I just wrote an essay about a similar thing for Revolving Floor...more about the thrill of being lost...but the essence is that brilliant quote, "every rebel seeks a storm...as if a storm will bring him peace."
But what I like about this essay is the possibility that maybe the storm DOES bring peace...meditation fixes everything...
simple, wonderful and true....
fantastic experience. loved it.
weird how that happens- focus...
The experience kind of reminds me of Lt. Dan's "making peace with god" scene on the shrimp boat in Forrest Gump.
I think this is the best way to release any fear...(well maybe there are a few best left alone) but to be with it, really with the fear...and then it softens and we grow and move on to new scarier mountains and storms and learn how to be with them...or more importantly with ourselves in the midst of them.
A wonderful story, thanks for sharing.
Laura
Great story! Just stopped by to let you know I fixed the problem with my post and it is now completely legible. Thanks for the heads up.
I love this story and the way you tell it. Sometimes getting caught in the storm is amazing.
Oh my, Jay! I absolutely loved this vivid description,
"we held up with arms outstretched like twin Jesuses as the scene through the open flap resembled the Apocalypse as much as anything I’d ever seen!"

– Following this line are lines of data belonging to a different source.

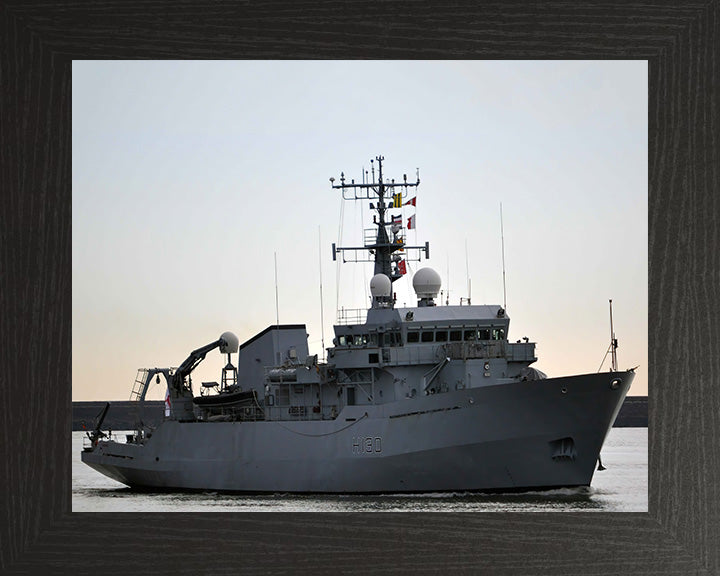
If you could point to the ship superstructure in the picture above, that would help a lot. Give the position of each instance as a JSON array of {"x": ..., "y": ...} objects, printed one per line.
[{"x": 410, "y": 399}]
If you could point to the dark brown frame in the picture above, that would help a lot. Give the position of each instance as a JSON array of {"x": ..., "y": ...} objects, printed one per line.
[{"x": 38, "y": 532}]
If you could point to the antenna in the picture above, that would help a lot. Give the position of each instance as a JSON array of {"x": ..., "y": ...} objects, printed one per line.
[
  {"x": 613, "y": 343},
  {"x": 612, "y": 349},
  {"x": 467, "y": 273},
  {"x": 322, "y": 316},
  {"x": 502, "y": 242},
  {"x": 277, "y": 315}
]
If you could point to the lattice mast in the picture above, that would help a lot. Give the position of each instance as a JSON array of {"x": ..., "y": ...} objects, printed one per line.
[{"x": 389, "y": 254}]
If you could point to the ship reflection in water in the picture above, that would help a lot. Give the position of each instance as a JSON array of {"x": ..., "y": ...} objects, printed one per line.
[
  {"x": 422, "y": 399},
  {"x": 623, "y": 487}
]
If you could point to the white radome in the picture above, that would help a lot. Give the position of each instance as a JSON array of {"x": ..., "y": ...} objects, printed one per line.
[
  {"x": 426, "y": 283},
  {"x": 230, "y": 343},
  {"x": 380, "y": 285}
]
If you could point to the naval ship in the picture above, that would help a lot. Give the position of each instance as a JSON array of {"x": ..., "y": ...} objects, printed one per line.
[{"x": 428, "y": 398}]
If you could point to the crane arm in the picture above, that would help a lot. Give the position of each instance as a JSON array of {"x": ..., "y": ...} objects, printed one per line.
[{"x": 191, "y": 362}]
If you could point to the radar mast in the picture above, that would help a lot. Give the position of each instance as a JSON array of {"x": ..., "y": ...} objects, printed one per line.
[{"x": 385, "y": 244}]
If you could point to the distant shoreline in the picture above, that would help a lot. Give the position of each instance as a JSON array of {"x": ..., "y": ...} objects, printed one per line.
[{"x": 121, "y": 416}]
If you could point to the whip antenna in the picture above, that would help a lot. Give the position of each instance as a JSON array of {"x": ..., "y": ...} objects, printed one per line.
[
  {"x": 322, "y": 315},
  {"x": 502, "y": 242}
]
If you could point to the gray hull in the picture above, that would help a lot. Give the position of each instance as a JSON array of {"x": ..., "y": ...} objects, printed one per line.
[{"x": 521, "y": 435}]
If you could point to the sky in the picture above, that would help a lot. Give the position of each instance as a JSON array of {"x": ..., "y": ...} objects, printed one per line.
[{"x": 191, "y": 180}]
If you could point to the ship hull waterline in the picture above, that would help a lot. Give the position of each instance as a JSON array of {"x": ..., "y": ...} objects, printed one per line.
[{"x": 512, "y": 436}]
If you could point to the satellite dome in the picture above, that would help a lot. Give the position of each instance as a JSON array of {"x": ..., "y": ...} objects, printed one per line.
[
  {"x": 380, "y": 285},
  {"x": 426, "y": 283},
  {"x": 229, "y": 343}
]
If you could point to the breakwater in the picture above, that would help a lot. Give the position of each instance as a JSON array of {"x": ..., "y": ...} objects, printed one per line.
[{"x": 123, "y": 413}]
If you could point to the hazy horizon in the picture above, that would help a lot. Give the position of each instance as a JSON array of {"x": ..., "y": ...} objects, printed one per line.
[{"x": 190, "y": 178}]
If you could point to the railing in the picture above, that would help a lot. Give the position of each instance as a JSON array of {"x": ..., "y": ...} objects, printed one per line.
[{"x": 351, "y": 316}]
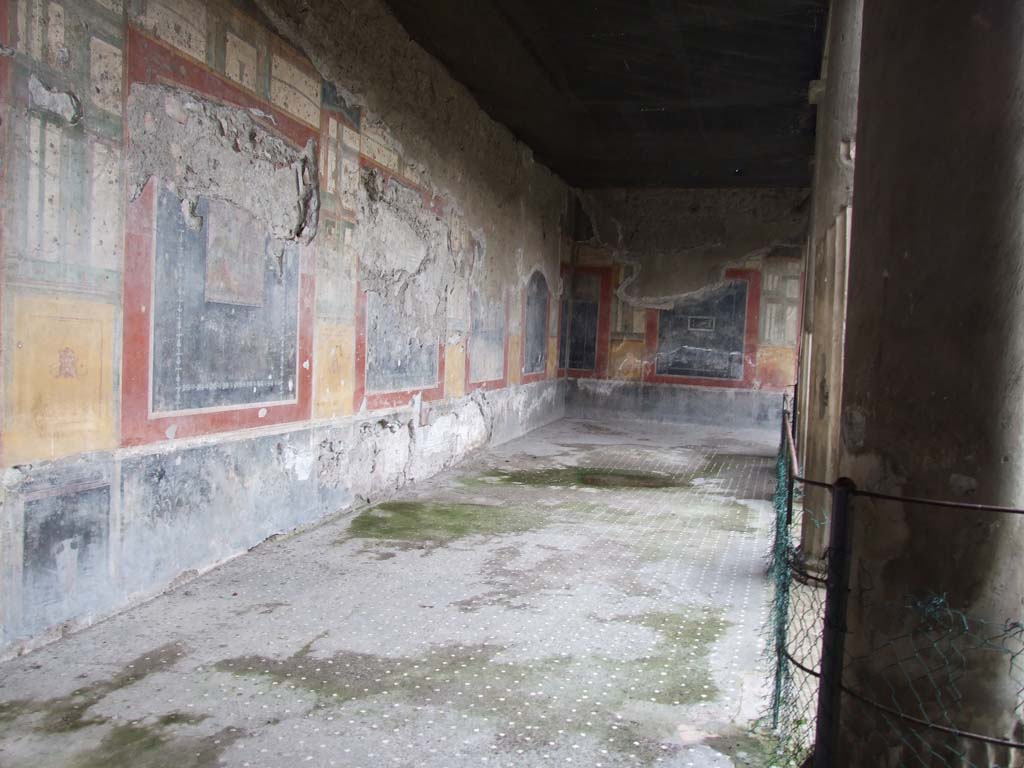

There's something very exhilerating about being confronted with the worst of nature. This has happened to me a few times--most profoundly when I was driving a taxi in Montana and agreed to drive a guy up the canyon when a TERRIBLE blizzard hit. I thought I would lose my life--I really did because I could not see at all. When I cam through that, I felt more alive than I'd felt for some time.
I really loved reading this story--beautifully written and just vivid!
Melinda
Wow, what an absorbing account of your adventure, drjay. I guess it takes being right in the middle of a situation to help quash a fear of it. Which means I should just get on a damn plane...
On a purely selfish note, when I read, "...and went to crouch by a rock that kinda sorta almost gave us some shelter until the storm passed...," I cried a bit, because out back of my parents' home there's a hillside of rock, and I remember my dad saying that if a tornado ever came through the valley they'd head out to that hillside until it passed. And, for a moment, I selfishly wanted him here, even if it meant he had to run for his life.